It might be interesting to define a service provider interface for an ID creation
service or function that the facade can optionally call to create valid IDs. The
facade can use that service in the case where an alternate source provides no IDs
and no create method returns the ID of newly inserted records. This can be even
more useful in the On Write policy described later. This
policy highlights the need to:
- Identify the ID field in the entity record.
- Understand whether an alternate source provides valid IDs or no IDs.
The information helps drive the actions that the facade can take under various
circumstances. Another important aspect of the relationship between find and
update operations is the nature of the value type(s) returned from the find
operation(s) as well as the value type(s) used to drive the create operation(s).
The current thinking is that the pattern's initial implementation requires that
the value type always equal the entity record. This eliminates the need for
additional information on how to identify the entity record's subsets and
minimizes mapping code.
The subject of update leads to the need for policies, per alternate source, for
handling the relationship between write (either creates or updates) operations to
the preferred source in relation to the returned entity records from read (find)
operations on an alternate source. To drive these per alternate source policies,
you must identify the find, create, and update operations in the preferred source
interface. The following subsections describe some of these policies.
Nothing policy
For find operations, the facade only returns the entity records and does nothing
for write operations. The client must detect the ID's validity to deduce when it
needs a create operation to insert a record into the
preferred source, as well as to explicitly invoke a create operation on the
facade. The facade, in turn, invokes the create operation on the preferred source.
(see Figure 3).
Figure 3. Nothing policy
This may be the best policy when the alternate source provides no IDs. For this
policy, all read operations are simply passed on to the sources, and results are
returned. All other operations are passed through to the preferred source.
Add All policy
The facade adds all the entity records to the preferred source as a side effect
of the find operation. The client behaves identically to the way it does when the
records come from the preferred source. There are two subpolicies:
- Where the entity records have a valid ID.
- Where the entity records don't have a valid ID (have no ID).
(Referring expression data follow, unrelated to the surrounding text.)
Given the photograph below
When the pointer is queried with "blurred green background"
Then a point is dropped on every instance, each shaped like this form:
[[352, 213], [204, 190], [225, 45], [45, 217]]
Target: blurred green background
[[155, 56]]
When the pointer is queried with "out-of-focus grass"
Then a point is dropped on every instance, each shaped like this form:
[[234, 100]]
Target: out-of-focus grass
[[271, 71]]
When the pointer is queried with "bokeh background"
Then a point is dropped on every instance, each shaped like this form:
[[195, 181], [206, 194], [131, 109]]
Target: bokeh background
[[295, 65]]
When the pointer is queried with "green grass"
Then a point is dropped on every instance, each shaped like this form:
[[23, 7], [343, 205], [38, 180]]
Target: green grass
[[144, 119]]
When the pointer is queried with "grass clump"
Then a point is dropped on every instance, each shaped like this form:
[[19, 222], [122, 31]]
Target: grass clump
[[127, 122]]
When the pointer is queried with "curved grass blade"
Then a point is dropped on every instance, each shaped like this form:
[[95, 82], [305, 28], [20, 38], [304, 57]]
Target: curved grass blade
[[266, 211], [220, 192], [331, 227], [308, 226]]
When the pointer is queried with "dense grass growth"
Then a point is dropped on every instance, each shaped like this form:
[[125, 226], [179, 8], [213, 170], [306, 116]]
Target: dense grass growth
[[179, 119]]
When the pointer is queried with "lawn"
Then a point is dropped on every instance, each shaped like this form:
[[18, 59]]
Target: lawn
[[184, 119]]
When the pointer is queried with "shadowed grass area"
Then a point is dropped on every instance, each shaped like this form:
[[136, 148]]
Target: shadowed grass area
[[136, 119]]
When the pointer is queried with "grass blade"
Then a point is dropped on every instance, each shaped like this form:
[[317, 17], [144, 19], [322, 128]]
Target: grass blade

For the first subpolicy (valid ID), the facade creates the records in the
preferred source using the identified create_withID
operation and returns the records from the alternate source to the client. To
validate this subpolicy, the preferred source must support a create operation that
allows existing IDs.
For the second subpolicy (no ID), the facade creates the records in the preferred
source using the identified create_noID operation. To
prevent performing additional read operations, the facade places the IDs created
by the preferred source in the records obtained from the alternate source; these
are subsequently returned to the client. To validate this subpolicy, the preferred
source must support a create operation that returns the IDs as a result of the
preferred source's create operation (see Figure 4).
Figure 4. Add All policy
Alternatively, if no such operation exists, you can perform the create operations
on the preferred source, then perform another read on the preferred source using
the original criteria. This returns only the entities just added, because nothing
matching the criteria was initially found in the preferred source. These entities
can be returned to the client. A possibly valuable variant for second (no ID)
subpolicy is to allow a choice between inserting all the records, as described, or
inserting none of the records; this would result in an Add All policy with a valid
ID and nothing with invalid ID subpatterns.
For this policy, you must identify the find operations. You don't need to
identify write operations, which are simply passed on to the preferred source, and
results are returned. You can determine which subpolicy to use (the first or the
second) by knowing whether or not the alternate source returns valid IDs.
Note: This may be a deployment time problem in that a source could return
valid IDs, but not support the appropriate create operation (with IDs); you can
use the alternative for the second subpolicy in this case. This policy may be most
useful in migration scenarios when coupled with some sort of clean-up mechanism
associated with the alternate source. The mechanism (out of scope for this
pattern) would run periodically to remove entity records that shouldn't be
migrated from an alternate source to the preferred source. For example, customers
who haven't visited a store for six months might be removed from the legacy store
database. The drawback, of course, is that if the customer returns to the store,
the record won't be found anywhere in an existing database. Thus the customer will
appear as a new customer, and you will likely have to re-enter information about
him or her.
On Write policy
If the alternate source provides valid IDs, or the facade can create valid IDs
for the records, the facade remembers or caches the entity records retrieved from
the alternate source using the ID as the key. The facade then returns the records
to the client. If the source doesn't provide valid IDs, the facade simply returns
the records to the client. If the client invokes any operation that updates a
record from the preferred source (it has a valid ID and is in the cache), the
operation may only provide partial information. The facade matches the ID that
must be part of the parameters for the operation against the cached records. It
then merges the information from the client with the cached record and invokes the
create operation (with ID) on the preferred source (see Figure 5).
Figure 5: On Write policy
This policy suffers from a set of problems:
- To cache the records from the alternate source, you need a cache per value
type returned.
- You must specify some cache characteristics, like number of entries or
lifetime, which you could derive from the caching pattern. You can consider the
Requester Side Caching Pattern in this case.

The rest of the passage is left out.